To generate the list of names to prune, we will compare the 2 files credhub-entries-to-be-kept-2022-07-22-T19-02-47.txt and all-encryption-key-names-in-credhub-2022-07-22-T18-54-38.txt for their differences and redirect to another file called credhub-entries-to-be-prune-<DATE>.txt.

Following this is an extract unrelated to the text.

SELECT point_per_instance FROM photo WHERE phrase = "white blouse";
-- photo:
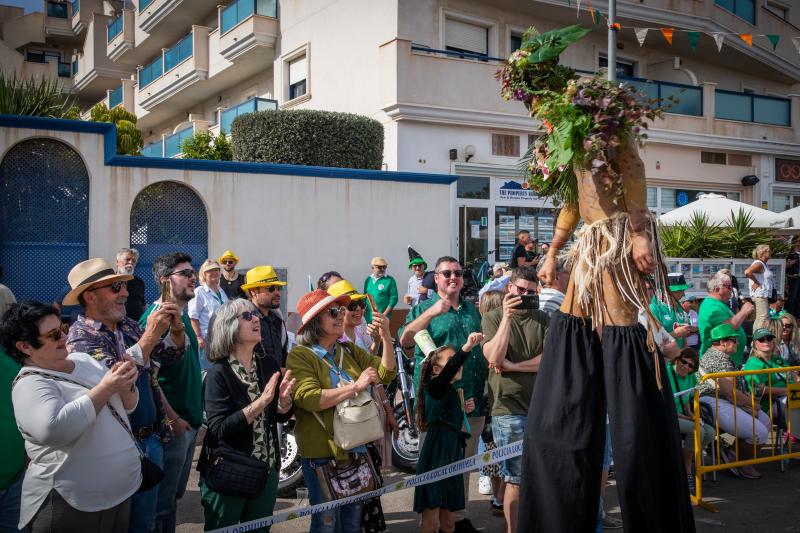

~/credhub-cleanup-working-dir$ grep -vf credhub-entries-to-be-kept-2022-07-22-T19-02-47.txt all-encryption-key-names-in-credhub-2022-07-22-T18-54-38.txt > credhub-entries-to-be-prune-$(date '+%Y-%m-%d-T%H-%M-%S').txt

~/credhub-cleanup-working-dir$ ls -ltr
total 7864
-rw-r--r-- 1 ubuntu ubuntu 2883889 Jul 22 16:22 credhub-export-2022-07-22-T16-03-25.yml
-rw-rw-r-- 1 ubuntu ubuntu 1715409 Jul 22 16:24 credhub-names-2022-07-22-T16-24-48.txt
-rwxrwxr-x 1 ubuntu ubuntu     354 Jul 22 16:48 obtain-all-mysql-SI-guids.sh
-rw-rw-r-- 1 ubuntu ubuntu     148 Jul 22 16:48 currently-deployed-mysql-SI-guids-2022-07-22-T16-48-51.txt
-rw-rw-r-- 1 ubuntu ubuntu 1715409 Jul 22 18:54 all-encryption-key-names-in-credhub-2022-07-22-T18-54-38.txt
-rwxrwxr-x 1 ubuntu ubuntu     240 Jul 22 19:02 obtain-credhub-entries-to-keep.sh
-rw-rw-r-- 1 ubuntu ubuntu    1932 Jul 22 19:02 credhub-entries-to-be-kept-2022-07-22-T19-02-47.txt
-rw-rw-r-- 1 ubuntu ubuntu 1713477 Jul 22 19:19 credhub-entries-to-be-prune-2022-07-22-T19-19-14.txt
We want to ensure that the size of credhub-entries-to-be-kept-2022-07-22-T19-02-47.txt + credhub-entries-to-be-prune-2022-07-22-T19-19-14.txt = all-encryption-key-names-in-credhub-2022-07-22-T18-54-38.txt. 1713477 + 1932 = 1715409.

Step G

We now have the necessary lists generated so that we can proceed to automate deleting unneeded entries from CredHub. We created a script that will do this for us named prune-not-needed-credhub-entries.sh. Sometimes the prune list can be large and the deletion process can take several hours, depending on how many entries need to be removed and/or resource constraint on the associated VMs. The CredHub CLI’s token can expire after some time and because of this we added logic to re-login every 85 iterations.

~/credhub-cleanup-working-dir$ cat prune-not-needed-credhub-entries.sh 
#!/bin/bash

COUNT=1
for i in `cat credhub-entries-to-be-prune-2022-07-22-T19-19-14.txt`
do
echo "Pruning $i $(credhub delete -n $i)"
(( COUNT++ ))
if [[ $COUNT -eq 85 ]]; then
  COUNT=0
  credhub login  --client-name=credhub_admin_client --client-secret=<SECRET HERE>
fi
done
~/credhub-cleanup-working-dir$ nohup ./prune-not-needed-credhub-entries.sh &
[1] 13989
We are using nohup with our script and throwing its process in the background in case our terminal session gets disconnected. When using nohup, it will create a PID (PID is 13989 in this example) to do the work in and write the output to a file in the present working directory called nohup.out. By reviewing the nohup.out file, we can see which entries were successfully deleted and which ones were not. Example:

~/credhub-cleanup-working-dir$ tail nohup.out 
Pruning /tanzu-mysql/backups/174fb5a3-9c0c-4581-8024-4b28b3e7d3f1_1657884780 Credential successfully deleted
Pruning /tanzu-mysql/backups/174fb5a3-9c0c-4581-8024-4b28b3e7d3f1_1657884841 Credential successfully deleted
Since the output is on one line, we can use logic similar to the following to review which entries were unsuccessful:

cat nohup.out | grep Pruning  | grep -v success | cut -d' ' -f2

If there are any credentials that did not get deleted from the script, just redo this process and/or manually remove them.